Chiral Magnetic Wave
Dmitri E. Kharzeev, Ho-Ung Yee
TL;DR
This work demonstrates that triangle anomalies in magnetized relativistic plasmas generate a new gapless collective mode, the Chiral Magnetic Wave (CMW), coupling electric and chiral charge density waves and propagating along the magnetic field. It derives and cross-validates the CMW across three frameworks: relativistic magnetohydrodynamics, strong-field dimensional reduction to a 1+1D Sine-Gordon description, and holographic QCD via the Sakai–Sugimoto model, revealing a nonperturbative, field-dependent wave velocity that approaches the speed of light at large $eB$. By incorporating dynamical electromagnetism, the study shows how CMW mixes with plasmons, altering plasmon dispersions and yielding Schwinger-type photon masses in strong fields. The results have potential implications for heavy-ion collision phenomenology, including reaction-plane dependent charge fluctuations, and establish a robust, multi-method confirmation of the CMW across weak and strong coupling regimes.
Abstract
We consider a relativistic plasma containing charged chiral fermions in an external magnetic field, e.g a chirally symmetric quark-gluon plasma created in relativistic heavy ion collisions.
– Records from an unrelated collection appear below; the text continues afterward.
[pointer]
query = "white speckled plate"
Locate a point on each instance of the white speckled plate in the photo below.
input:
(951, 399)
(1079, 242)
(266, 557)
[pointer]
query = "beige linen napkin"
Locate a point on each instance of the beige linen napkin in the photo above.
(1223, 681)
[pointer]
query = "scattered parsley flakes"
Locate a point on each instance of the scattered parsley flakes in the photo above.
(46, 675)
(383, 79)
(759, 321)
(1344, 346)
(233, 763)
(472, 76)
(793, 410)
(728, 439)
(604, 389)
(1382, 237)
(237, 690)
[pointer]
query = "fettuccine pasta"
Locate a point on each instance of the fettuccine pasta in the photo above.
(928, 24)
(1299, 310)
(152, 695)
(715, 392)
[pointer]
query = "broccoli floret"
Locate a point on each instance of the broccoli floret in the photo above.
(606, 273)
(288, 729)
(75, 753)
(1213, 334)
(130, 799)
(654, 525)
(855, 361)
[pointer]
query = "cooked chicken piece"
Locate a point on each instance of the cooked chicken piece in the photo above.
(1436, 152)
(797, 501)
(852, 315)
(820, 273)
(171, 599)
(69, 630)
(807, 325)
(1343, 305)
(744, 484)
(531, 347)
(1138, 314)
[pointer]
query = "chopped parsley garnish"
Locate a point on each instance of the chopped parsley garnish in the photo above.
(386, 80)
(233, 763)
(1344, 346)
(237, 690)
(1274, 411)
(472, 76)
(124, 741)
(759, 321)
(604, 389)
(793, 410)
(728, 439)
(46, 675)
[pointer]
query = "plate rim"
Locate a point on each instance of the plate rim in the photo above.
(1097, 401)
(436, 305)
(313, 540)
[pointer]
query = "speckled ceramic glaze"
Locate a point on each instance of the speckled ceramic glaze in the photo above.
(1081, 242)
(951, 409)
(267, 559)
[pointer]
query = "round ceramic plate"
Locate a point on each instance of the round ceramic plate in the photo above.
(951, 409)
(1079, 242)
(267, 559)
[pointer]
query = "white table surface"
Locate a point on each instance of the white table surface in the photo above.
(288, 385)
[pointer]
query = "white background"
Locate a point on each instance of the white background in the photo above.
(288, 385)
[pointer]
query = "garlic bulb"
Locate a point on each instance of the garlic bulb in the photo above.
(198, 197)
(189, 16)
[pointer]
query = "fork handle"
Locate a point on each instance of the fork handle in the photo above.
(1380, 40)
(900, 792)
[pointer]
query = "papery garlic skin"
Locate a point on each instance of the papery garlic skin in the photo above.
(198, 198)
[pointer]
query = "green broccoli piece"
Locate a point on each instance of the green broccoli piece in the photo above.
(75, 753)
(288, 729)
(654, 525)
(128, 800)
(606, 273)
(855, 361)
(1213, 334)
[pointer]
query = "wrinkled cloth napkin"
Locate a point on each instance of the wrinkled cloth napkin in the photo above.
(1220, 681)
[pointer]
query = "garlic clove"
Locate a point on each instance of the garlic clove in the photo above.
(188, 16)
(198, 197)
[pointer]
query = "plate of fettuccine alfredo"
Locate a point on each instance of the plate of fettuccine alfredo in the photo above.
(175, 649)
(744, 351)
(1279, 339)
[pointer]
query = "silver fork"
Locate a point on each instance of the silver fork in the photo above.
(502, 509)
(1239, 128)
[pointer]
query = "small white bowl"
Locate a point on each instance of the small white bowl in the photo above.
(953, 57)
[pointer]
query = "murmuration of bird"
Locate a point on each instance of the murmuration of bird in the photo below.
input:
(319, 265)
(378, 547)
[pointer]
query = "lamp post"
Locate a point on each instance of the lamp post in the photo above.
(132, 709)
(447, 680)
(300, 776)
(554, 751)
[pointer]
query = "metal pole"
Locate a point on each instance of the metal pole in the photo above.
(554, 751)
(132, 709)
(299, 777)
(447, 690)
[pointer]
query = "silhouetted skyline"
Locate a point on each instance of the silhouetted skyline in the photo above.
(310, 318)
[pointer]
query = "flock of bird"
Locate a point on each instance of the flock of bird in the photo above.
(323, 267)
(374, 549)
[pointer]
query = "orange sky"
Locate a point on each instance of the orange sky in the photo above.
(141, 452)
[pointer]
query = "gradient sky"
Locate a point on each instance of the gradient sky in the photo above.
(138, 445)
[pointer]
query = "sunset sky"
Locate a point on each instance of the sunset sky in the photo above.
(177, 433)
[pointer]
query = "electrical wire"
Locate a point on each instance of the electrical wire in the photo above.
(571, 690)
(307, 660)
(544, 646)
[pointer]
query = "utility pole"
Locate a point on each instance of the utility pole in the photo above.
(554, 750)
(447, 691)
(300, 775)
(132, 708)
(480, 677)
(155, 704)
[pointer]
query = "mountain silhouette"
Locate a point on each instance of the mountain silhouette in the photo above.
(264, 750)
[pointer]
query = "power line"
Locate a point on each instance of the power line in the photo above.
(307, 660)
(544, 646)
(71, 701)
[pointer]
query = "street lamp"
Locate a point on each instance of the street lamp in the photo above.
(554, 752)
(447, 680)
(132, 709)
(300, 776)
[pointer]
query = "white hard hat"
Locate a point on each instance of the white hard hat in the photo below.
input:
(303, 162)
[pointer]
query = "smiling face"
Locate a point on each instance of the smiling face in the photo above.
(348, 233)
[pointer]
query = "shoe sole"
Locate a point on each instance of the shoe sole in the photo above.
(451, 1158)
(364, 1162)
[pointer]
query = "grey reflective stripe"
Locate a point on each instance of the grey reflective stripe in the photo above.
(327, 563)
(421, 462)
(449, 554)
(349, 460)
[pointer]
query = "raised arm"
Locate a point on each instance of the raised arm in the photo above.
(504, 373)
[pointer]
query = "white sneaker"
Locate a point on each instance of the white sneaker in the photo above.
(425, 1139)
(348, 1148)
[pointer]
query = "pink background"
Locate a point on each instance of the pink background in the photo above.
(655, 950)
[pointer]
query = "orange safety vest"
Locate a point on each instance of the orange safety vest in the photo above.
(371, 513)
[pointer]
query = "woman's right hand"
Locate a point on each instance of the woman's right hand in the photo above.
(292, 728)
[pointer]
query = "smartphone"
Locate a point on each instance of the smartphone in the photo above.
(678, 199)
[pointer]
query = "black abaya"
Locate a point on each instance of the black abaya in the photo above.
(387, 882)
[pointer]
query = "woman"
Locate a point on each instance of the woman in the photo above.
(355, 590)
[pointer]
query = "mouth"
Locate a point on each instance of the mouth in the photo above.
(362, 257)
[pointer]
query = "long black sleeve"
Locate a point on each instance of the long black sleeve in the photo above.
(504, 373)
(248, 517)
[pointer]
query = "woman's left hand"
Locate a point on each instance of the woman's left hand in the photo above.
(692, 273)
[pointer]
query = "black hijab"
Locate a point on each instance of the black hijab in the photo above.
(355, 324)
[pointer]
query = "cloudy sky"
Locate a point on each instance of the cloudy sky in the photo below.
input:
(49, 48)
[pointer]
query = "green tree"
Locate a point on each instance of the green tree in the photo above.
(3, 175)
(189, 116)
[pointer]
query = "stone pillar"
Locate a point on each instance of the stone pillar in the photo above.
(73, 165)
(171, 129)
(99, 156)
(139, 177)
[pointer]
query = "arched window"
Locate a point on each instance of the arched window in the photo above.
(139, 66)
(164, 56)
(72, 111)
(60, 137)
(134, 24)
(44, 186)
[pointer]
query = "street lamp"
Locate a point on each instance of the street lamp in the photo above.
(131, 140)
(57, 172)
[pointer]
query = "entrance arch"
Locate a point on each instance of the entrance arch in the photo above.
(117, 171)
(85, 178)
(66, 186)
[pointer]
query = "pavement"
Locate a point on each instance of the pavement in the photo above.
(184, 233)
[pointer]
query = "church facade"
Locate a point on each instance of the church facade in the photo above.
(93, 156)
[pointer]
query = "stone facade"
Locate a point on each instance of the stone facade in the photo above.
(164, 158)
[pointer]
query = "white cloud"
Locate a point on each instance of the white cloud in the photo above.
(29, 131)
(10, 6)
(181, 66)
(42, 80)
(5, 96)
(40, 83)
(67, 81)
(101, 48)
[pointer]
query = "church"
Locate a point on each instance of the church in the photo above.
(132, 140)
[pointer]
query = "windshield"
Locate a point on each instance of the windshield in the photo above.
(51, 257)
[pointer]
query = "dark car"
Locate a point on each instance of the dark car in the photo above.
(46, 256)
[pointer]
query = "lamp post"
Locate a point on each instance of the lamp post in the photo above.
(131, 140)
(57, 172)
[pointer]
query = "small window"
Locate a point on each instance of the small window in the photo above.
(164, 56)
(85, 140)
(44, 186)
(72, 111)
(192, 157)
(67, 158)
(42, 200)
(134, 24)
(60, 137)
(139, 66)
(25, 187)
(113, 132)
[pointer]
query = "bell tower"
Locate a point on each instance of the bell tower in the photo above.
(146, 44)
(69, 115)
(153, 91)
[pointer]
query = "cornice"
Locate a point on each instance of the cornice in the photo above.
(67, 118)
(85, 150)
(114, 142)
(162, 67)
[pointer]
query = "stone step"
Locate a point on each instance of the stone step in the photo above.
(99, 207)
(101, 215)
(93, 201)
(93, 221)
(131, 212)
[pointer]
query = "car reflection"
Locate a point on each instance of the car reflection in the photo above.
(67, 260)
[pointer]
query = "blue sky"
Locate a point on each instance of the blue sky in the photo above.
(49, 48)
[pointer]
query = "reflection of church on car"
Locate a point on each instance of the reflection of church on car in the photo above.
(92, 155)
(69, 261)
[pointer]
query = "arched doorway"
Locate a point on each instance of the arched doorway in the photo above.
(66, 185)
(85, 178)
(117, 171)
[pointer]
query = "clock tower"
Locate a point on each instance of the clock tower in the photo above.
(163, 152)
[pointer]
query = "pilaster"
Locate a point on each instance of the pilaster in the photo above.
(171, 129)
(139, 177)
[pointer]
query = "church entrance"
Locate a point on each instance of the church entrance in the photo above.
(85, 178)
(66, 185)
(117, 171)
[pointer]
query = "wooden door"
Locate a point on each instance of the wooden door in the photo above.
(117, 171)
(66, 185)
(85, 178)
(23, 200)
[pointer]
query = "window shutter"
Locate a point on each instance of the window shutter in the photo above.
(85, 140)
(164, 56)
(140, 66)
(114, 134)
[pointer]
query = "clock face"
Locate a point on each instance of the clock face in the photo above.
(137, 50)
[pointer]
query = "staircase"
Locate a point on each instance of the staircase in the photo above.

We show that triangle anomalies imply the existence of a new type of collective gapless excitation in this system that stems from the coupling between the density waves of the electric and chiral charges; we call it "the Chiral Magnetic Wave" (CMW). The CMW exists even in a neutral plasma, i.e. in the absence of the axial and vector chemical potentials. We demonstrate the existence of CMW and study its properties using three different approaches: i) relativistic magnetohydrodynamics; ii) dimensional reduction to $(1+1)$ Sine-Gordon model, appropriate in a strong magnetic field; and iii) holographic QCD (Sakai-Sugimoto model), appropriate at strong coupling. We also briefly discuss the phenomenological implications of the CMW for heavy ion collisions.